Crowds are different today, and the trend is towards in stand cricket and instant results. It is possible there will be little place for five-day Tests in the future, particularly in an impatient country like Australia.

On playing standards I am sure the great players of the immediate past of the class of Bradman, Hutton, May, Arthur Morris, the Ws, Compton, Martin Donnelly, Dudley Nourse, Vijay Merchant, Alec Bedser, Fred Trueman and Co. would be just as effective today. All the so-called progress of negative bowling and field placings would not have stopped Bradman. He might have been slowed down - partly because of the decline in the over-rate - but he would still have scored a staggering number of runs.

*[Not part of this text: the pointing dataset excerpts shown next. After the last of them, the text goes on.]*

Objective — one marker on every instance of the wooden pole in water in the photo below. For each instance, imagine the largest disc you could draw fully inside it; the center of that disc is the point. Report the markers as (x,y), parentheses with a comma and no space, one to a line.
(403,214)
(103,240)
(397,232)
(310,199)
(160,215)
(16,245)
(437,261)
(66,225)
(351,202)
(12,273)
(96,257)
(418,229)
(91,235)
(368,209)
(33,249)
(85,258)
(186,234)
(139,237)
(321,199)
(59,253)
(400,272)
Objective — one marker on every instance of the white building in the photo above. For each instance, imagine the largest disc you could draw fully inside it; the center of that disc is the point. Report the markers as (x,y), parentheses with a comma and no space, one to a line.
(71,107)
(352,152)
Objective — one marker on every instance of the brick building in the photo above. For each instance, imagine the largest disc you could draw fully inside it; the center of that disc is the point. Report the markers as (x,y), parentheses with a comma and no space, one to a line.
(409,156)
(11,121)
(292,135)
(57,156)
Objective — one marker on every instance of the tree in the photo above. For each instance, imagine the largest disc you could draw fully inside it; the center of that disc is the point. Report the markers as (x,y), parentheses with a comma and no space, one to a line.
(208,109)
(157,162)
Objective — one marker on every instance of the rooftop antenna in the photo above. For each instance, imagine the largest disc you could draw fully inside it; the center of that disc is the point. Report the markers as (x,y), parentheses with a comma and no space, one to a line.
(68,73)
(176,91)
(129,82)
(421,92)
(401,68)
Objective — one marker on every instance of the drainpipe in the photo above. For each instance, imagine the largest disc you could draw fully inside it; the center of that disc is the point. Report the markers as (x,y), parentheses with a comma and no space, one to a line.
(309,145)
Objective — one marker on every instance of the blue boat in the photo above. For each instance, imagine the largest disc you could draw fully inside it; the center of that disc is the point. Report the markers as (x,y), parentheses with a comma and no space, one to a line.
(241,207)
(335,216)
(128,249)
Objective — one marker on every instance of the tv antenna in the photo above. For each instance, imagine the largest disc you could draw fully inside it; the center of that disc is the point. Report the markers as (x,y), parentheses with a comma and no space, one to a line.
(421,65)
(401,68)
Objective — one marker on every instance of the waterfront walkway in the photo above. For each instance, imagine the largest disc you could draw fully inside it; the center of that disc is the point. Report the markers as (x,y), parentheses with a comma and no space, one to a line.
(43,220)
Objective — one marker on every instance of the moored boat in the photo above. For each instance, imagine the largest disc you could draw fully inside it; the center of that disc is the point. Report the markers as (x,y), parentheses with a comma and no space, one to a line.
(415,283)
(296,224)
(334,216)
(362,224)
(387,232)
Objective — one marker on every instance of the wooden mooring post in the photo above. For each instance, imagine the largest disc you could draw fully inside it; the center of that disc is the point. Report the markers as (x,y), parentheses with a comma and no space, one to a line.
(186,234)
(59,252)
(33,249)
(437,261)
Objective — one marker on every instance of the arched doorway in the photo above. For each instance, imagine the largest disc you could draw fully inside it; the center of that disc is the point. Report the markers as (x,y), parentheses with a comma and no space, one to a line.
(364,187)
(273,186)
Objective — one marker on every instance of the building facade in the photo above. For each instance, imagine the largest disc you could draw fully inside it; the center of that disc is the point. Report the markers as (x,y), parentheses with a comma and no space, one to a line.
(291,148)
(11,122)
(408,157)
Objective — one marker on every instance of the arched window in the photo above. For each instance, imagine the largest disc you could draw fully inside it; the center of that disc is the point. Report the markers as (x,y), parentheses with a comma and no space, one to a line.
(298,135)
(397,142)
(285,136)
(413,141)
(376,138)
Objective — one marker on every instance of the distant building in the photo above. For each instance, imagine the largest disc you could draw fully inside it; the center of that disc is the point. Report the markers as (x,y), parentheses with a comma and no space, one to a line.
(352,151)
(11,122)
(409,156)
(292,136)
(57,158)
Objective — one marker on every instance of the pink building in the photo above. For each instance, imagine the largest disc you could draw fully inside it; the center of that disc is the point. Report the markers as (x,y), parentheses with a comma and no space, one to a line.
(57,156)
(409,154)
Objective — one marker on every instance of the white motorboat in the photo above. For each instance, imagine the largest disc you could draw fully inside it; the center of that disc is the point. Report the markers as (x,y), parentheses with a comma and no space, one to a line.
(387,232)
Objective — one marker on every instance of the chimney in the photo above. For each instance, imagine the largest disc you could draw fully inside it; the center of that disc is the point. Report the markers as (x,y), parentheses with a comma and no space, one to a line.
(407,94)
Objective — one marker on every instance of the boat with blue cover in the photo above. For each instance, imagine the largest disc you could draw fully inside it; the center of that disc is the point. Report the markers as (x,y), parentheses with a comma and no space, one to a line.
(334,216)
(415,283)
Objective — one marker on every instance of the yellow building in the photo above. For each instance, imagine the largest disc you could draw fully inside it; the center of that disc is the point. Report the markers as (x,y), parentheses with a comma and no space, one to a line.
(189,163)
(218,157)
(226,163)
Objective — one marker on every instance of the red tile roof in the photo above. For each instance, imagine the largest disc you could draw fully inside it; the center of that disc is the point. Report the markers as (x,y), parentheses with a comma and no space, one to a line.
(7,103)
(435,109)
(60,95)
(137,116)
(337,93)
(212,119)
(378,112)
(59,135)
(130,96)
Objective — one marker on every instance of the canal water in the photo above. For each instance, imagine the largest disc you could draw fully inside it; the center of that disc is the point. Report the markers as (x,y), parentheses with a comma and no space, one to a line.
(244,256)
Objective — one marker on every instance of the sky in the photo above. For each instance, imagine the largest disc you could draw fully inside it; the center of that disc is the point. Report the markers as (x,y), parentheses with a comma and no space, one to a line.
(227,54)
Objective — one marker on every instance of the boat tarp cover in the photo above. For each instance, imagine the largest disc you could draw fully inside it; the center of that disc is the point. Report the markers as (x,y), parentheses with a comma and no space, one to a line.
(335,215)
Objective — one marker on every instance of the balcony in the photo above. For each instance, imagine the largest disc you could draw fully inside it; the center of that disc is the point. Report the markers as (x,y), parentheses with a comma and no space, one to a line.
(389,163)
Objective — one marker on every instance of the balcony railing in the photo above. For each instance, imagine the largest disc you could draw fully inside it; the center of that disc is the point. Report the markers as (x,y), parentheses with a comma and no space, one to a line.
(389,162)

Equally Viv Richards, Sunil Gavaskar, Geoff Boycott, Barry Richards, Clive Lloyd and the other modern batting giants would have found Bedser's cut and swing and the fast bowling of Ray Lindwall and Keith just as difficult. The best all-rounders I have seen are Sir Gary Sobers, Miller and Mike Procter, and Ian Botham may aspire to that class.

The Packer affair was a supreme tragedy, particularly as it had its origins in an Australian commercial TV struggle. I know all the arguments, but the over-riding disappointment to me was that negotiations were going on in secret during the nostalgic Melbourne centenary Test match. To be able to do so suggested the players involved had no affiliation whatsoever with the spirit and sentiment of their distinguished predecessors.